Егорова не говорила – вещала. Она здорово потускнела от хлопот. Я издеваюсь над Егоровой и совсем не знаю, что творится в ее душе. Поговорить по-человечески времени не нашла, побоялась, что растревожу собственные раны. А Егорова, умница, позвонила сама, пригласила на тусовку. Не забыла. Так кто из нас достойнее выглядит? Разумеется, подруга. И я нехотя отдала ей пальму первенства.
– Не обижайся на меня, Марин, – сказала я, – у меня проблемы. Я немного не в духе.
– А что мне обижаться, – фыркнула Егорова, – ты сама создала себе проблему. Тебя не уволили, ты сама уволилась, бросила золотого тельца Бобылева, теперь мучаешься. Зачем?
– Мне нужно было понять себя. Понять людей. Найти смысл жизни. Пойми, Маринка, все не так просто. Мне необходимо было уйти из фирмы. От себя. Понимаешь? – Я и не надеялась на понимание.
Но Егорова вздернула носик, поджала губки, что явно означало: она меня понимает. И поддерживает. Не уйди я вовремя по-хорошему, пришлось бы уйти чуть позже, но уже по-плохому.
– Ты нигде не устроишься, – сказала Марина, – в Питере для тебя закрыты все двери. Это ведь Слащев настучал Бобылеву, что ты не хочешь с ним работать. Сергей после этого сразу выгнал Алексея. Конечно, его доля акций в фирме осталась, но все это уже не то, что раньше было. Нет у Алексея теперь прежней власти и былого влияния.
– А почему, Марина, он меня ненавидит? Слащев знает, что я о нем дурного слова не сказала. Ведь я ему ничего плохого не сделала… – Мне стало страшно.
Я вдруг продрогла. На «крыше» душно, жарко, дышать нечем, кажется, весь воздух закончился, а меня зазнобило, будто я стояла в морозную стужу босиком на снегу.
– Слащев любит, чтобы все было по его, по-слащевски, – вздохнула Егорова. – Я знаю, что он везде звонит и требует, чтобы тебя не принимали на работу. Он уже с Саакяном разговаривал. Я подслушала. Случайно.
Маринка всегда случайно подслушивает. У нее уши устроены иначе, чем у остальных сотрудников. У моей подруги не уши – локаторы. Какие-то сверхчувствительные радары.
– С Саакяном разговаривал, это я еще могу понять, но как он мог разыскать полковника Баландина? – воскликнула я, приходя в шоковое состояние от размеров человеческой подлости.

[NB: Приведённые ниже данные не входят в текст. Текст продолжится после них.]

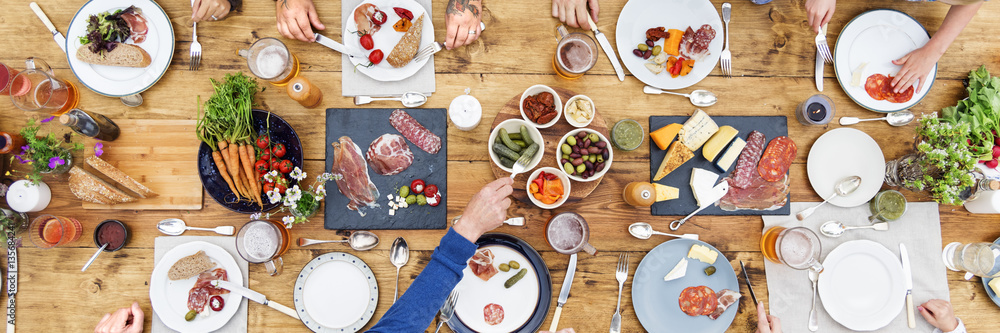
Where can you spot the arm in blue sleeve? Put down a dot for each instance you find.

– Слащев все может – и прослушку установить, и на прозвоне свой палец оставить, и филеров заслать куда надо. У него весь город схвачен. Что ему твой полковник? Муха, которую нужно раздавить, и он эту муху обязательно раздавит, – поддакнула Егорова и вдруг вылезла из платья.
Туфли и платье остались стоять, а Маринкино тело почти целиком вылезло из одежды. Приличия и этикет были отброшены в сторону. Как ненужная тряпка. Я проследила взглядом направление курса. Навстречу нам передвигалась телеведущая модной программы «Окна в стеклянном доме». Эта программа живет уже три года. Живет, вовлекая в зрелище простодушные массы. Участники «стеклянных окон» на глазах всей страны занимаются сексом, женятся, играют свадьбы, тут же разводятся, дерутся и скандалят. Но дети у них почему-то не рождаются. Загадка природы. Наверное, участники программы прошли массовую стерилизацию. Огромное воспитательное значение для подрастающего поколения имеет постановка реального зрелища. Телеведущая окинула нас мутным взором, слабо кивнула макушкой, все остальное осталось в незыблемости, и удалилась под бурные овации прославленных тусовщиков. Охранники распахнули двери в гостиную. Духота отступила. Свежее дуновение кондиционера донеслось до моих разгоряченных щек. Можно вволю предаться разгулу. Прибыло значительное лицо в окружении свиты. Поклонники массовых зрелищ ринулись в зал, ломая двери, сметая столики и налетая на обезумевших официантов. С подносов слетали бокалы, разбрызгивая во все стороны липкое шампанское. Бал безумия начался.
Егорова что-то кричала сквозь людской гомон. Слова вспыхивали и гасли где-то наверху. Она отлавливала их в густой толпе пишущей братии модных светских журналов, давала без сожалений интервью, что-то наговаривала на диктофон, без устали фотографировалась в обнимку с модной телеведущей. Я устала носиться за ней по всему залу. Маринка играла последнюю роль в родном театре, а я изнывала от одиночества. Мне тоже захотелось в Москву. Нужно бросить все и всех и устремиться в столицу. Подальше от моей любви. Там большие деньги, слава, поклонники, шоу-программы и реальная жизнь, без иллюзий и романтического флера. И в этом месте я нажала на кнопку «стоп». Стоп! Надо немного подумать.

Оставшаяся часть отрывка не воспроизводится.